Thence he cast a fleeting glance out the window at the long reach of the Moose and the blue bay gleaming in the distance. He tried the outside door. It was locked. Taken with a new idea he proceeded at once to the third door of the apartment. It opened.
He found himself in a small and much-littered room containing a desk, two chairs, a vast quantity of papers, a stuffed bird or so, and a row of account-books. Evidently the Factor's private office.
Ned Trent returned to the main room and listened intently for several minutes. After that he ran back to the office and began hastily to open and rummage, one after another, the drawers of the desk. He discovered and concealed several bits of string, a desk-knife, and a box of matches. Then he uttered a guarded exclamation of delight. He had found a small revolver, and with it part of a box of cartridges.
"A chance!" he exulted: "a chance!"
The game would be desperate. He would be forced first of all to seek out and kill the men detailed to shadow him—a toy revolver against rifles; white man against trained savages. And after that he would have, with the cartridges remaining, to assure his subsistence. Still it was a chance.
He closed the drawers and the door, and resumed his seat in the arm-chair by the council table.
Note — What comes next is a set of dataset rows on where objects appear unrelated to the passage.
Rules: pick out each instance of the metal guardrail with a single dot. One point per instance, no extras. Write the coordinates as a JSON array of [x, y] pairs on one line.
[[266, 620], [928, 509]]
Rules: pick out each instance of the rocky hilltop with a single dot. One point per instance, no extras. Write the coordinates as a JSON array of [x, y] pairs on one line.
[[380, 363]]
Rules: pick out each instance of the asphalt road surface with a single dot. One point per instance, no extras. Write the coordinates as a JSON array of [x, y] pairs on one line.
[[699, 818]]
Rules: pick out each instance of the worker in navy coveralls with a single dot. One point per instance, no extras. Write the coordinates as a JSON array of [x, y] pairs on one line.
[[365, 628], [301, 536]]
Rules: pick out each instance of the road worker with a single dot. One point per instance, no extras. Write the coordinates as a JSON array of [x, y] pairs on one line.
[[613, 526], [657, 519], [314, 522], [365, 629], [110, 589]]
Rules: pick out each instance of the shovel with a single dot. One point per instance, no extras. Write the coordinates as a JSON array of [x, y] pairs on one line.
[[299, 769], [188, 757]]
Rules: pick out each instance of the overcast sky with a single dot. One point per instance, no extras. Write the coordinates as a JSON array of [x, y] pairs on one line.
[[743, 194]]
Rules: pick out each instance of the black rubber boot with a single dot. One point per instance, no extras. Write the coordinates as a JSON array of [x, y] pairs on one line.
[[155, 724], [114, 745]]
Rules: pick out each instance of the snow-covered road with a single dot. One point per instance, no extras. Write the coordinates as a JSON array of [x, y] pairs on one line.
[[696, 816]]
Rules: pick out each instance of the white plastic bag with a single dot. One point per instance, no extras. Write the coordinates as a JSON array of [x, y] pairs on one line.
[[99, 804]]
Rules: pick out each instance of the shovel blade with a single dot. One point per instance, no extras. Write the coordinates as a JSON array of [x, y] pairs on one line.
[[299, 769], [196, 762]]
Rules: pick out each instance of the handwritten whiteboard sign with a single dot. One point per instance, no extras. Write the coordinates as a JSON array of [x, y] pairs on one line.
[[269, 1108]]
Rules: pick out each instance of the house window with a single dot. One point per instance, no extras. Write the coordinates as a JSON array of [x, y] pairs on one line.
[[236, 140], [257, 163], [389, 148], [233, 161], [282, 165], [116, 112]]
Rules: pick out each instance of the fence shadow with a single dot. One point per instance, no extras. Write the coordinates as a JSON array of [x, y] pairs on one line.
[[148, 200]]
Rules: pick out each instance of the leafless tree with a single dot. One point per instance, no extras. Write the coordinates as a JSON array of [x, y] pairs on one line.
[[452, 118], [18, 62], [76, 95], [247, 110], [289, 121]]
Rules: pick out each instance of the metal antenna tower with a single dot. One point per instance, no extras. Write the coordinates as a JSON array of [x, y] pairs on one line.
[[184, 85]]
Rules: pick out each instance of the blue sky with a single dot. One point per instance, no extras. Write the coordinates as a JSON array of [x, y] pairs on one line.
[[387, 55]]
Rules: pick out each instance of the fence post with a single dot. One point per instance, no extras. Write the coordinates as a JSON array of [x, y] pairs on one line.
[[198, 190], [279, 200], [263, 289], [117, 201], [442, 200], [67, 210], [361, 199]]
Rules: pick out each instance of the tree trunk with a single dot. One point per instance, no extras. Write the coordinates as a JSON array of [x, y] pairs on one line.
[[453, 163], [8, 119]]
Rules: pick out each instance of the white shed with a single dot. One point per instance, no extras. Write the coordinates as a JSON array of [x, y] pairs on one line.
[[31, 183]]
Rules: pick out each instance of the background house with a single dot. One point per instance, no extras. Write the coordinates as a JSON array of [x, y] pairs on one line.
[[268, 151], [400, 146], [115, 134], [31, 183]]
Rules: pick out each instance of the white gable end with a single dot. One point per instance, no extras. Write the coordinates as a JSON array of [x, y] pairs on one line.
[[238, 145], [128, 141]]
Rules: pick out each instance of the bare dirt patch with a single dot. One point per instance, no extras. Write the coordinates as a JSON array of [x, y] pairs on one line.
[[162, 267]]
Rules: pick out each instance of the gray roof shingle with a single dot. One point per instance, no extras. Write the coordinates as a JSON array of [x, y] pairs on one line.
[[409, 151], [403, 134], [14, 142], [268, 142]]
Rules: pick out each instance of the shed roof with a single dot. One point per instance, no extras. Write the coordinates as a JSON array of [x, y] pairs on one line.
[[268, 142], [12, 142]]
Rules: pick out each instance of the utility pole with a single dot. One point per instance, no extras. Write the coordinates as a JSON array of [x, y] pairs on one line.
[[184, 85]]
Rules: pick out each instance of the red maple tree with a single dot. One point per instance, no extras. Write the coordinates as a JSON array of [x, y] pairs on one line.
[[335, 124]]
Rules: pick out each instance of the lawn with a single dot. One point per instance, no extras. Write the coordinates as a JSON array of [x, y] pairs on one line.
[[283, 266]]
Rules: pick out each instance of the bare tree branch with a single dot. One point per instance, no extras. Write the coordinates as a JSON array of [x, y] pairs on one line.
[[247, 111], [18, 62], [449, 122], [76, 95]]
For over an hour thereafter he awaited the next move in the game. He was already swinging up the pendulum arc. The case did not appear utterly hopeless. He resolved, through Me-en-gan, whom he divined as a friend of the girl's, to smuggle a message to Virginia bidding her hope. Already his imagination had conducted him to Quebec, when in August he would search her out and make her his own.
Soon one of the Indian servants entered the room for the purpose of conducting him to a smaller apartment, where he was left alone for some time longer. Food was brought him. He ate heartily, for he considered that wise. Then at last the summons for which he had been so long in readiness. Me-en-gan himself entered the room, and motioned him to follow.